I have always blogged. I mean even before we were calling it 'blogging'. Waaay back in the day, I was on the net typing, cutting pasting - it was hardly as high tech and simplified back then as it is now and you did stuff the hard way. Before then, I always kept a diary or journal of some sort. You know, the one with the lock and key and before then any spare book I could lay my hands on and write furiously in when no one was watching, at like 12 midnight. Or in some weird encrypted code, that I made up, just so no one could decipher my steamy secrets. Oooh, steamy secrets at sixteen? Yah. Nada. but it made me feel important like I really had something tor hide, you know? Anyway, what sucked was that I invariably almost always forgot my code and I couldn't read it either. I tell you, my life was so complicated.

So why did I bring this up? I stumbled upon an online blog I used to have way back when (I mean, who knew it still existed? Note to self - watch out for carbon(?) / cyber (?) foot prints)and I fell out laughing! Oh, I crack me up, to say the least. What gets me is this really was me, and people really did read it, but it was SO ... gauche is the only word that comes to mind. And how I could be that way at twenty something is beyond me. But click on the link and enjoy the ride. So there is hope for all mankind, for none was as unfabulous as I. Way back when. But while I love the authenticity and 'journey' that was me then, (for in truth I was still finding out who I was), but I am so glad for maturing and morphing and still maintaining my inner me, while letting 'Prada Principal' emerge. Viola! Hello world - doesn't look like she's going back anytime soon. :-)

The moral of this post is - the good thing about being in your thirties is you are no longer in your twenties. Yay!

ps. This is where I talk about my date with my future hubby. We had NO idea that some seven years later, we'd be married with two bambinos. Scary, huh?
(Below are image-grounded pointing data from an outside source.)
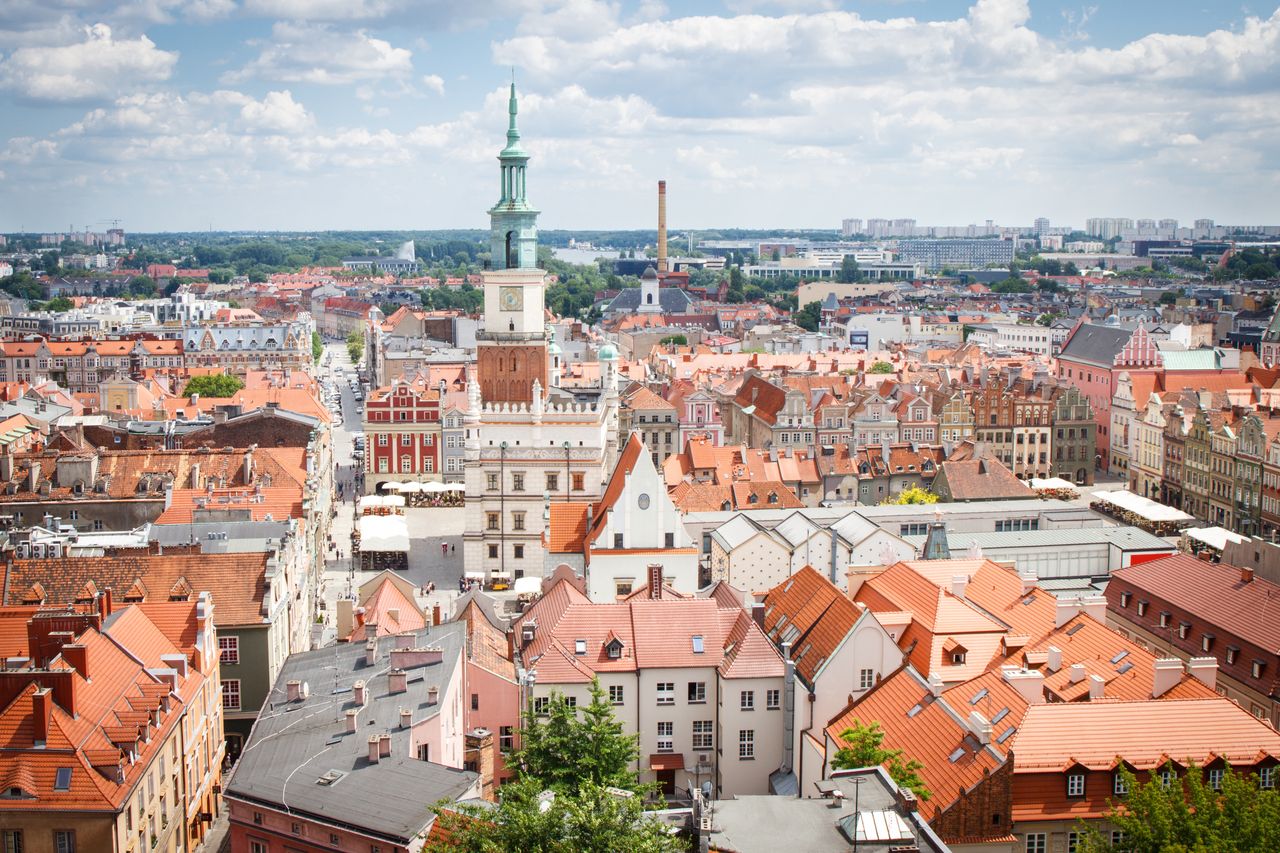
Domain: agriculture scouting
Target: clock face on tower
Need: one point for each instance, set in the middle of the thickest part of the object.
(511, 299)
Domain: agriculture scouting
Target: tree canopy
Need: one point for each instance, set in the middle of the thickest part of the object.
(218, 386)
(863, 748)
(574, 790)
(1189, 816)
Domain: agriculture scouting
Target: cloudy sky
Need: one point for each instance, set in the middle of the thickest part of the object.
(307, 114)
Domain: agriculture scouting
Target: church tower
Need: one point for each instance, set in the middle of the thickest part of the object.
(511, 346)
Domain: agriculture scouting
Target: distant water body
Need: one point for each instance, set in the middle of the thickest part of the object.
(581, 255)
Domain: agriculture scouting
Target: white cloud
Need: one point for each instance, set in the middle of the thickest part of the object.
(90, 69)
(301, 53)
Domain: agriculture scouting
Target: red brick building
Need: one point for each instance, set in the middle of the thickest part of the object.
(402, 433)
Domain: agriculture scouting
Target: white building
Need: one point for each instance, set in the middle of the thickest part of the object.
(695, 678)
(526, 439)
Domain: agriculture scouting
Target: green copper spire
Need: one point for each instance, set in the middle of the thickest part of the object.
(513, 222)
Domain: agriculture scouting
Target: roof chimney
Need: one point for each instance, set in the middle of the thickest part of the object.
(1028, 683)
(41, 714)
(662, 228)
(77, 656)
(1205, 670)
(1168, 671)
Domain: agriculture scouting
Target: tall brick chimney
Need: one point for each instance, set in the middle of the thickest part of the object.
(662, 228)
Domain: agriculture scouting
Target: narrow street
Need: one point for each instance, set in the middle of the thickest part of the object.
(428, 528)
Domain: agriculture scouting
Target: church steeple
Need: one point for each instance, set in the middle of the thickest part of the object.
(513, 222)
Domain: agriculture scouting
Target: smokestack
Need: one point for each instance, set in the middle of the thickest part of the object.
(662, 228)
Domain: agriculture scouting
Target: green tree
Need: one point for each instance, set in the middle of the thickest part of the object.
(1189, 816)
(864, 748)
(356, 346)
(566, 751)
(526, 819)
(849, 270)
(218, 386)
(914, 495)
(59, 304)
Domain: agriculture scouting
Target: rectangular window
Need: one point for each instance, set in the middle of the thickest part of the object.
(231, 694)
(1075, 785)
(666, 731)
(228, 648)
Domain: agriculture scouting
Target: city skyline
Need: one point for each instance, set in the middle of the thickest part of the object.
(309, 114)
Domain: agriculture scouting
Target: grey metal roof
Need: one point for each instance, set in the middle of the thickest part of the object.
(672, 300)
(296, 743)
(813, 825)
(1096, 345)
(1123, 537)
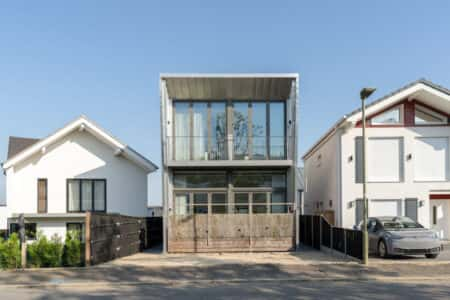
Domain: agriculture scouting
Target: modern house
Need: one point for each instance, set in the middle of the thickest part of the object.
(54, 181)
(407, 161)
(229, 161)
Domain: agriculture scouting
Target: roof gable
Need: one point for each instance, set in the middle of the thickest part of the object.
(18, 144)
(81, 124)
(427, 92)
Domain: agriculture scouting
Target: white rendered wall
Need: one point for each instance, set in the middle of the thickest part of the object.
(78, 155)
(408, 188)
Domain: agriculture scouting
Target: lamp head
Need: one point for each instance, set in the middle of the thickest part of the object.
(366, 92)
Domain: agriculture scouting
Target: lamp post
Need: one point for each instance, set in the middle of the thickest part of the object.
(364, 94)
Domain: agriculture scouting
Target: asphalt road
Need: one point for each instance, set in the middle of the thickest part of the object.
(274, 289)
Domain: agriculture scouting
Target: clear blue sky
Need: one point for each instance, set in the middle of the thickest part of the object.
(60, 59)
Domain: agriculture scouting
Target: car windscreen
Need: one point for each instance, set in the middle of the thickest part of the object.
(398, 225)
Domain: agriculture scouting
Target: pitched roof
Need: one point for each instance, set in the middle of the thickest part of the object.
(17, 144)
(82, 123)
(354, 113)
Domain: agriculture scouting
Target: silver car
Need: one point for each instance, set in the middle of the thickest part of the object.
(401, 236)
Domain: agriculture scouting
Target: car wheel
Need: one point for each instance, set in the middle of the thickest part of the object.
(382, 249)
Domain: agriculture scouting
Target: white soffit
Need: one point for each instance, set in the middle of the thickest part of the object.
(238, 87)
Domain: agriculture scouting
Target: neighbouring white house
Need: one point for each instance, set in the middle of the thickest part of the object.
(155, 211)
(54, 181)
(407, 161)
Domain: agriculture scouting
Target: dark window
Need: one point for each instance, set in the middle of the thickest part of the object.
(359, 211)
(30, 230)
(219, 203)
(76, 227)
(434, 214)
(86, 195)
(42, 195)
(201, 203)
(247, 179)
(411, 209)
(192, 180)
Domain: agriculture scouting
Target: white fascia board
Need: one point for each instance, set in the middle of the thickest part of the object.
(92, 128)
(229, 75)
(396, 98)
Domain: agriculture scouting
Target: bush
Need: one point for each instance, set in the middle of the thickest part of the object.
(72, 250)
(44, 252)
(10, 256)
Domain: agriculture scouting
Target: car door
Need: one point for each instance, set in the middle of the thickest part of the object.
(372, 230)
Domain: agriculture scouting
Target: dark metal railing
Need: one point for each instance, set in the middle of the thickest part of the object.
(183, 148)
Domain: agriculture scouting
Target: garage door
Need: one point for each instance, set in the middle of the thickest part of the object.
(380, 208)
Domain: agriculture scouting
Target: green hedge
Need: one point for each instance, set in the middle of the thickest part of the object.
(10, 252)
(53, 253)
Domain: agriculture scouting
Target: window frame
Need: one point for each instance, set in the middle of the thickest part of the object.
(81, 237)
(432, 113)
(80, 180)
(401, 120)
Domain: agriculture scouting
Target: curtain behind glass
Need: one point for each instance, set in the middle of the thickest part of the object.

By the Way, love, love this song By Brandon Heath titled, aptly, 'I'm not who I was...'
live fabulously, pp

Friday, May 30, 2008

SATC


Yes 'it's' here. 'It' being SATC. SATC being 'Sex and the City'. 'Sex and The City' being, (for all ye 'under rock inhabitants')apparently, the hottest thing since, well, 'Sex And the City' premiered on T.V. I am excited to watch this movie. This is news because, well, I have never watched one single episode from start to finish before. Like Ever. Shocking I know - in some circles I would be shot at sunrise. I even had a friend who bought me a dvd player as a present before they were de riguer just as an incentive for me to go out and get the box set. Or at least one dvd. I would be hooked, she was sure of it. Uh, well she was wrong. I watched it on HBO a while later and I just couldn't get into it. I couldn't relate. I mean, no one I knew was like any of those characters. Not as fabulous, not as sex starved, certainly not as old. This was in my glorious twenties when thirty was, you know, old. Which is why though I am excited to see the movie, I am kind of saddened that I am. I mean, does the fact that I can finally relate to Carrie mean that I am advancing in 'fabulousity' or that I am simply getting old? Like fine wine, of course, but aged nonetheless. I prefer to look at it as a shoe thing. Or maybe it's the more definitive fashion sense that I have acquired over the years, knowing what works for me and having my own style, which actually doesn't make me look demented in a fashion (no pun intended), just me. And stylishly so, if I do say so myself. That being said, I wouldn't be caught dead in that wedding dress. Or the headpiece for that matter. I'm not quite that fabulous, I'm afraid.


smooches, pp

Monday, April 7, 2008

Twenty No More




In my twenties, I had the looks, the body, the glow of youth, with so little effort that I ofcourse did everything that was bad for my skin, my body and general well being. Sleeping in makeup? Check. Picking my face? Yes Ma'am. Eating badly? Whenever possible.
So here I am, mid 30s in 'fact, face and body' and desperately wishing, wanting to be twenty something again. This time a tad wiser and a much better steward of what I was born with, and what's more, armed with better taste, more finances and ergo a better wardrobe. I'll be good this time God, I promise. Pretty please.